Kamus Kehamilan: IUFD, Singkatan dari Apa?
ยทwaktu baca 2 menit

Memastikan kondisi bayi di dalam kandungan selalu sehat merupakan hal yang penting dilakukan selama kehamilan. Oleh karena itu, ibu hamil harus rutin melakukan pemeriksaan kehamilan atau antenatal care setiap bulannya.
Dengan begitu, ibu hamil bisa menghindari beberapa risiko yang mungkin terjadi pada bayi seperti IUFD. Sudah pernah dengar istilah itu, Moms?
Istilah IUFD dalam Kehamilan
IUFD adalah singkatan dari Intrauterine Fetal Death atau kematian janin dalam rahim. Dokter Spesialis Kandungan dan Kebidanan, Brian Levine, MD, MS, FACOG menjelaskan di laman Very Well Family bahwa IUFD merupakan kondisi kematian janin pada atau setelah minggu ke-20 kehamilan. Sementara itu, janin yang meninggal lebih awal biasanya disebut dengan keguguran.
Dikutip dari Flo, IUFD dapat diklasifikasikan menjadi tiga kondisi seperti:
Lahir mati dini: Kematian janin antara minggu ke-20 dan 27 kehamilan.
Lahir mati terlambat: Kematian janin antara minggu ke-28 dan 36 kehamilan.
Lahir mati: Kematian janin pada minggu ke-37 minggu kehamilan hingga setelahnya.

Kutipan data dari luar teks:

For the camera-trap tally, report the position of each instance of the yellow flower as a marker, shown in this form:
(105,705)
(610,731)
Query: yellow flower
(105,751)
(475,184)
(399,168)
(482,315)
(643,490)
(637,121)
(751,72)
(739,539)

Organisasi Kesehatan Dunia (WHO) mengatakan bahwa ada 2,6 juta kelahiran mati secara global pada tahun 2015, dengan lebih dari 7.178 kematian per hari yang paling banyak terjadi di negara berkembang. Hingga saat ini, penyebab IUFD pada janin tidak bisa dijelaskan secara pasti.
Meski begitu, ada beberapa gejala yang bisa diwaspadai oleh ibu hamil, seperti munculnya bercak darah, nyeri dan kram di sekitar rahim, keaktifan bayi menurun, hingga detak jantung janin yang tidak terdeteksi saat pemeriksaan USG.